The great science-fiction author Ray Bradbury appears on TCM tonight as the monthly Guest Programmer, selecting four of his favorite movies and discussing with Robert Osborne why he considers them among his favorites. For the record, Bradbury's selections are:

The Phantom of the Opera, at 8:00 PM;
The Lon Chaney version of The Hunchback of Notre Dame, at 9:45 PM;
Alfred Hitchcock's Rebecca, at 11:45 PM; and
Citizen Kane, at 2:00 AM ET overnight.

However, I'd like to mention a different movie; the film adaptation of Bradbury's novel Fahrenheit 451. The story, of course, is well-known; an oppressive society of the future has banned books, with "firemen" burning any books discovered. Oskar Werner plays one such fireman, dutifully burning books until he meets a book owner with whom he falls in love (Julie Christie).

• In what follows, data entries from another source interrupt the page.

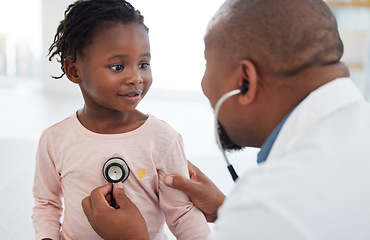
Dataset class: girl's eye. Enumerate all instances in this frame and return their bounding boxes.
[139,62,150,70]
[110,64,124,72]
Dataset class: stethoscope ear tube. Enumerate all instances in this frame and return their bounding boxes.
[214,89,241,182]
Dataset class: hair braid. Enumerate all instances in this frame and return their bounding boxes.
[48,0,149,79]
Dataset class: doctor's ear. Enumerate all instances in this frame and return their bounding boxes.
[238,60,258,105]
[63,57,81,83]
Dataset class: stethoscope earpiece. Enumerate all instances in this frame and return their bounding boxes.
[103,157,130,183]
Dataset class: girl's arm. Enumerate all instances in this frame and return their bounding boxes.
[32,132,63,239]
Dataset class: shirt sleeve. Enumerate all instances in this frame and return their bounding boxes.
[32,132,63,240]
[158,134,210,240]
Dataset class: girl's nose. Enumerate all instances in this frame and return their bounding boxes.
[125,70,143,85]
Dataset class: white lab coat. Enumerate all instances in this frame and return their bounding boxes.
[211,78,370,240]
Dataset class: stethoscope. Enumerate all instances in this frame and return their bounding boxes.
[214,80,249,182]
[103,157,130,208]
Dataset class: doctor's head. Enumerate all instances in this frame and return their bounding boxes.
[202,0,344,147]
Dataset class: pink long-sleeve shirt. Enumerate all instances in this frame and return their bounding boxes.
[32,114,209,240]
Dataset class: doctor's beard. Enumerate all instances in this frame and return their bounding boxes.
[217,121,244,152]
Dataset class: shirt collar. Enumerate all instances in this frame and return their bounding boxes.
[257,111,292,164]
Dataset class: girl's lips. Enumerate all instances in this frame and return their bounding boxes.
[118,91,143,104]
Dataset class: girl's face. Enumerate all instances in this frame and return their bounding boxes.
[75,23,152,113]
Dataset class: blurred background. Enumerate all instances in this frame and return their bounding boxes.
[0,0,370,240]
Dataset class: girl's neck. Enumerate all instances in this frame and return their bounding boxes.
[77,106,148,134]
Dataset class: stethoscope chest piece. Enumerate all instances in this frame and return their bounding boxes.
[103,157,130,183]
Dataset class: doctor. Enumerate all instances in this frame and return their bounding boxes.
[82,0,370,240]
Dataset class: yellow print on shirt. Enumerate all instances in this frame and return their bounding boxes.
[137,168,146,179]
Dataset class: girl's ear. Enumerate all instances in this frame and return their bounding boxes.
[64,57,81,84]
[238,60,258,105]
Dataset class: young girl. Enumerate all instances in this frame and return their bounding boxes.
[33,0,209,240]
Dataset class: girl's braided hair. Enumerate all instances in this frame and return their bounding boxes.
[48,0,149,79]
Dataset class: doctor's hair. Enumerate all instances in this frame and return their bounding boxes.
[216,0,343,77]
[48,0,149,79]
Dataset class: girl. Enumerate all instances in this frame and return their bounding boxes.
[33,0,209,240]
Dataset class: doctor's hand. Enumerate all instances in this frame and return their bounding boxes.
[164,161,225,222]
[82,184,149,240]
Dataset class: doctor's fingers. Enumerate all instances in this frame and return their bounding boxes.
[81,184,112,214]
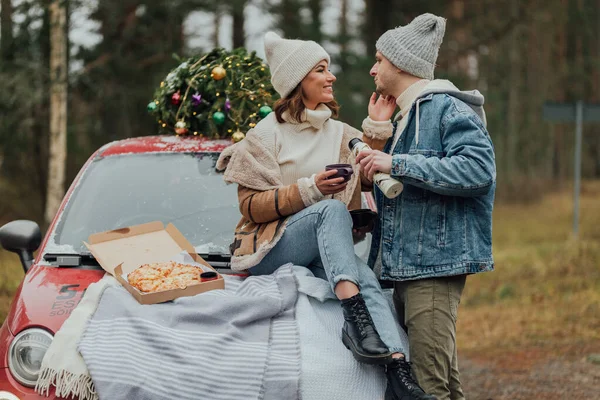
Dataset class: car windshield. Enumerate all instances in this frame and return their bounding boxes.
[46,153,241,254]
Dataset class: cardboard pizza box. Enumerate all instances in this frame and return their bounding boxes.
[84,221,225,304]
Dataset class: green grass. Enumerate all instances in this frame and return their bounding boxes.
[458,182,600,352]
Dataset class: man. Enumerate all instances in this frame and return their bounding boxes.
[357,14,496,400]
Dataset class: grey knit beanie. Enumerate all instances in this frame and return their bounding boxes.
[265,32,330,98]
[375,14,446,79]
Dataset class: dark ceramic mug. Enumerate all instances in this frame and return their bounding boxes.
[350,208,377,232]
[325,164,354,182]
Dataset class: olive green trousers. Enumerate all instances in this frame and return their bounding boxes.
[394,275,466,400]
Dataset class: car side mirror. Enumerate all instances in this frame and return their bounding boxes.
[0,220,42,272]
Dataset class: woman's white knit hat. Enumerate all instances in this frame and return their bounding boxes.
[265,32,330,98]
[375,14,446,79]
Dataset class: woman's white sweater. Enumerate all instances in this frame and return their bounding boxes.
[254,104,343,206]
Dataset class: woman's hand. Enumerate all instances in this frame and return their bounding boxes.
[369,93,396,121]
[352,227,372,244]
[315,169,348,195]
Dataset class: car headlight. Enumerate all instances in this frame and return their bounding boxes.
[8,328,53,387]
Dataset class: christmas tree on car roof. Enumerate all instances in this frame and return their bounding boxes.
[148,48,278,142]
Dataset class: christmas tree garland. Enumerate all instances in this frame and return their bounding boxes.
[148,48,277,141]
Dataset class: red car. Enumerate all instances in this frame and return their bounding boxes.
[0,136,241,400]
[0,136,374,400]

The thing I love about the movie is the 1960s style. Sure, the movie is set in the future, but as with all movies set in the future, they can't help but look like the time in which they were made. Things to watch out for in Fahrenheit 451 that came straight out of 1966 would include the hairstyles (obviously), the streetlights, the design of the fire trucks, and that god-awful monorail. If anything, however, the swinging 60s kitsch doesn't detract from this movie, instead giving it more of a timeless look. Fahrenheit 451 deals fairly directly with censorship, and depending on your political point of view, you can either think that the outgoing Bush administration was stifling dissent, of the incoming Obama administration will bring back the "fairness doctrine" and destroy talk radio.

The other interesting thing about the movie is that it was directed by François Truffaut, the only time Truffaut directed an English-language movie. It's available on DVD as well, since TCM aren't showing it any time soon.